- 431 Okunma
- 0 Yorum
- 0 Beğeni
Şükran Güneş Ödülünü Marmara'da Alacak../ Hikmet OKUYAR
Eserleriyle, sunumlaryla, yorumlarıyla, güzel sanatlar öncülüğünde saygın organizasyonlara katılımlarıyla ve yayın hayatına yeni girecek yayınlarıyla değerlendirdiğimiz ve 2019, 22.Hikmet Okuyar Ödüllü Şiir Yarışması sonunda Hikmet Okuyar Şiire Üstün Hizmet Ödülü ile ödüllendirdiğimiz Şükran TC Şükran Güneş ödülünü ve çam sakızı çoban armağanını Marmara’da uygun zaman ve zeminlerde teslim alacak..
Değerli sanatçımızı Dünya Markası Türkiye Sevdası Güzel Sanatlar Öncüsü nezdinde tebrikler ediyoruz..Başarılarının devamını diliyoruz..Şiirlerinden bir örneği de hayranlığımızla paylaşıyoruz..
.....
SEYRET,
YÂR YAĞIYOR AŞKA, GÜLCE YÂR. / TC Şükran Güneş
*
Müjdeler olsun, bir haberim var .
Bugün yolcularım vardı, birer ikişer,
uğurladığım yürek denizimden
Yelken açtılar ummanlara, cok uzaklara.
Git güle güle hüzün, git gelme bir daha ,
dedim içimden kederlere , aminlerle.
İstenmiyorsun geri gelme, asla.ve
Yer yok hiç yürek evimde sana.
Kazıdım izlerini tellerle, firçalarla, bıçaklarla
Yıkadım sabunlarla ,bir kaç kere, duruladım,
yaşlarını kuruladım pamuklarla.
*
Dinlendim bir süre, çıktım hemen yeni güne.

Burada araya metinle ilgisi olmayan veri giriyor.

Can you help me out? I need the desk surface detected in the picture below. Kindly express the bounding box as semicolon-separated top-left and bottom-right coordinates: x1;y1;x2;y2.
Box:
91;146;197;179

Isınmaya çalıştım, yüzümü çevirdim güneşe.
Çok sevdim bu durumu, güldüm sevinçle.
Kovdum cellatları usumdan, keyifle.
geceleri mağlup ettim güne, gittim sahile.
Boş oldum üçten dokuza hüsrandan..!!!.
Nefeslendim, soluklandı dört bir yanım, canım.
Yılgınlığımın kapı aralığından başını uzattı biri
beni süzüyordu oturduğum yerde,
Yanında biraz süzgün, utangaç, bir minik serçe.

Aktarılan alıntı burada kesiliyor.